Crossing Cultures in Wildwood

Have you ever seen that T.V.  show called Jersey Shore?  I guess it’s about these wild New York ‘Italian’ kids who go out to the coast to waste their lives partying and hooking up with people.  It has characters with names like “Snooki” and ‘the Situation’.  It’s sort of popular, but to be honest I’ve never seen it.  And call me an idiot for not paying attention to details, but I never even knew Jersey had so much shore!  But it does and down at the southern tip you’ll find Wildwood.  

Before going to serve in Wildwood, New Jersiey this summer Stephanie and I were told that there are “tons of international students” there.  But to be honest, I didn’t totally believe it!  Even though my sister Rachel had served on the project and told me about it and my best friends told me what a great place it was to meet people from other countries, I thought they were all basically exaggerating!  I sincerely thought “sure, there probably are a few more international students in Wildwood than there are in Daytona Beach or something, -but seriously,  how many could there really be?”   But let me say that I was totally failing to comprehend the reality!  It’s basically mind blowing how many international students there are in Wildwood over the summer.  I don’t understand it!

But what does make sense to me is having a summer project there!  At least part of the  reason so many students come from all over the world is because of Mory’s Piers.  Mory’s Piers is a beach side boardwalk string of amusement parks. They have a very proficient internship system that involves sending recruiters to universities in countries like Romania, Kazakhstan, Turkey and China to promote their job opportunities.   Students sign contracts and then get on planes and move out here for the summer to work at Mory’s wannabe Disneyland.  I met some guys from Bulgaria.  They told me that there are at least 100 students from Bulgaria working at the Piers!

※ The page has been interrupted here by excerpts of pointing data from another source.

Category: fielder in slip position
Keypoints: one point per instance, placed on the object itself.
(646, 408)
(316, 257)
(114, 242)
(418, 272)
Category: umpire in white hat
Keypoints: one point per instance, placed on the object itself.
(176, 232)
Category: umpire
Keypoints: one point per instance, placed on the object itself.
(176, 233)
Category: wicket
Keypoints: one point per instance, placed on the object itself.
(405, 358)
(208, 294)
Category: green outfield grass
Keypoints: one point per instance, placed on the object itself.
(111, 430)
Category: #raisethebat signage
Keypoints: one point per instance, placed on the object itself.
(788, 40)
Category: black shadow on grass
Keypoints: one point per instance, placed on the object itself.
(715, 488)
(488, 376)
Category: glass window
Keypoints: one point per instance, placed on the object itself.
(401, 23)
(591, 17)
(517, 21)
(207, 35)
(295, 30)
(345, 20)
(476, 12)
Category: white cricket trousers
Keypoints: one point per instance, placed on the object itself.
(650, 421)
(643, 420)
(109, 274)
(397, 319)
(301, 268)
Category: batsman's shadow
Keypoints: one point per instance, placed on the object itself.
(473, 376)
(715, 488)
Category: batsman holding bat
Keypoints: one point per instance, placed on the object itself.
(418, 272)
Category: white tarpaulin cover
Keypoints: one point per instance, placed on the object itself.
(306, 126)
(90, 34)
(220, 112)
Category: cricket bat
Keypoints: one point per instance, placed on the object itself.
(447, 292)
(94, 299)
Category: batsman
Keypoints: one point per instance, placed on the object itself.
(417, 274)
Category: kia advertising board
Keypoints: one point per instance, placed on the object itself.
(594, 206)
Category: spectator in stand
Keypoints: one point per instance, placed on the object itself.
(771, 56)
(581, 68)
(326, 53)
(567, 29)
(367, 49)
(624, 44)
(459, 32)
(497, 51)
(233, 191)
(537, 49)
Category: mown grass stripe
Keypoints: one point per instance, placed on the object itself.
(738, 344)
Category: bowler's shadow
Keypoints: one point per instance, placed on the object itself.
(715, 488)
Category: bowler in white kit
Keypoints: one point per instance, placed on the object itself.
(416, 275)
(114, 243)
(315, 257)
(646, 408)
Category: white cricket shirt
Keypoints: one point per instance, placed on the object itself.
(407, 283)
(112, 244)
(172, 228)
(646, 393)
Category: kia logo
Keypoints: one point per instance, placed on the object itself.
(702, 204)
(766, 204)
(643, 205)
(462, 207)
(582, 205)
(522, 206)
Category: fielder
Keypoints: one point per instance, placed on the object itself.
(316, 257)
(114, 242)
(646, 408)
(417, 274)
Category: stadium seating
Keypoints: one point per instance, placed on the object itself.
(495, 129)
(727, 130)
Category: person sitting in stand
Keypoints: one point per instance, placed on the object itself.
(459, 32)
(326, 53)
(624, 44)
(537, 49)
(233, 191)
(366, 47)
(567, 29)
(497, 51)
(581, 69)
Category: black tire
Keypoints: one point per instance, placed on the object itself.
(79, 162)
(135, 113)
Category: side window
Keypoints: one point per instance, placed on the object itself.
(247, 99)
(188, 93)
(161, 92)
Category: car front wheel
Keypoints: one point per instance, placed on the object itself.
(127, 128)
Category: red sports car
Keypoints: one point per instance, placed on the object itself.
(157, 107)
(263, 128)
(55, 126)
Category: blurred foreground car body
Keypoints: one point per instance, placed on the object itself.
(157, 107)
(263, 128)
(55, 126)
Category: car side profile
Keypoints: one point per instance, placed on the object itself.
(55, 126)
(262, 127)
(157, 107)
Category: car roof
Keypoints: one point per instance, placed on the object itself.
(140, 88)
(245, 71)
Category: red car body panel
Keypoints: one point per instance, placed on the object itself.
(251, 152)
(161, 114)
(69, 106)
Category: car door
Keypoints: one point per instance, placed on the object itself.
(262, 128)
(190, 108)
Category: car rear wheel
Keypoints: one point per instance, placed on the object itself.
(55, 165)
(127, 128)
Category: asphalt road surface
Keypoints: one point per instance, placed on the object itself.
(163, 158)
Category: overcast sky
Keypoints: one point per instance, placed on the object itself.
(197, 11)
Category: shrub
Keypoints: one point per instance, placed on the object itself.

At another point I heard there are 500 in the area and they jokingly call Wildwood –New Bulgaria during the summer.   And some students love it so much they come back year after year. 
In the middle of the project we host a raging BBQ and invite co-workers, neighbors and anyone else who the students have met.  Our students are working beside students from countries where it’s actually difficult to send missionaries.  They are  gaining cross-cultural ministry experience and having opportunities to proclaim the Gospel to people who have never met a Christian before!  

On Thursday nights we host what's called "international Cafe."  We broadcasted a wireless internet signal for people to use and the students would hang out on the driveway.  It's a great way to hang out together 

Monday, July 4, 2011

Some Wildwood Pictures

Here is the group picture of the Wildwood Summer Project 2011

This is the summer project house in Wildwood.  Around 40 of the students live in this house an another 6 are across the street.  We utilize the driveway and the back yard for events and hang out.